Further studies are suggested with a larger population to confirm the trends found in the present study. The non-significant results between the groups may also be attributed to the fact that the test products were administered for a very short time. Some of the toddlers continued breast feeding (at night only), which may also have interfered with the effect of the test products. Given that the GI of breast milk is very low, this may have overshadowed the effects of the test products.

Conclusions

In the present study, the sleep patterns of toddlers administered milk with a LGI did not differ from those consuming HGI milk formulations. This further strengthens the fact that there is no need to have any added sugars used for the GUM to improve the sleep patterns of this age group. The LGI formulations are preferable as these tend to be higher in dietary fibre and low in refined sugars and starches. Hence, a LGI GUM may be favourably used for this segment of the population, which would also prevent the child from the burden of over nutrition during their later years, thereby potentially reducing the pandemic of obesity. Future studies should consider the glycaemic effects of other foods, along with milk with differing GI, consumed for a longer feeding duration.

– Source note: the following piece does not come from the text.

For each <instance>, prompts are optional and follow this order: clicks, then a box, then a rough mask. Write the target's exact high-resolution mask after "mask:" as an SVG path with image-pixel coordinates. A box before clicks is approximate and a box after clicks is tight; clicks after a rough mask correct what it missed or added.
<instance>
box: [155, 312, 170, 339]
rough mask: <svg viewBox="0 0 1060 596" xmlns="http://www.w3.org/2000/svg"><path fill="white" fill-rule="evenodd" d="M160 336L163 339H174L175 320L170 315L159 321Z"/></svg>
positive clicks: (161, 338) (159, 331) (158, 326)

Study limitations include the small sample size and a lack of generalizability to other groups. The parents at the day care centres insisted on revealing the product identity. As the present study was double blinded, the protocol did not approve of divulging the product name. This was unacceptable to the parents, who therefore dropped out of the study. Given that mothers in the urban areas are generally well informed, they continued to breast feed their children for longer durations. Thus, excluding the breast-fed toddlers was a bigger challenge. To overcome this challenge, we included the toddlers who were breast fed at night only. Moreover, the complementary foods provided at the day care centres and at home were not standardised. This may have impacted the performance of the test products. However, owing to the growing evidence on the effects of GI on sleep, further studies can be carried out amongst the same age group of non-breast-fed toddlers with standardisation of their complementary foods.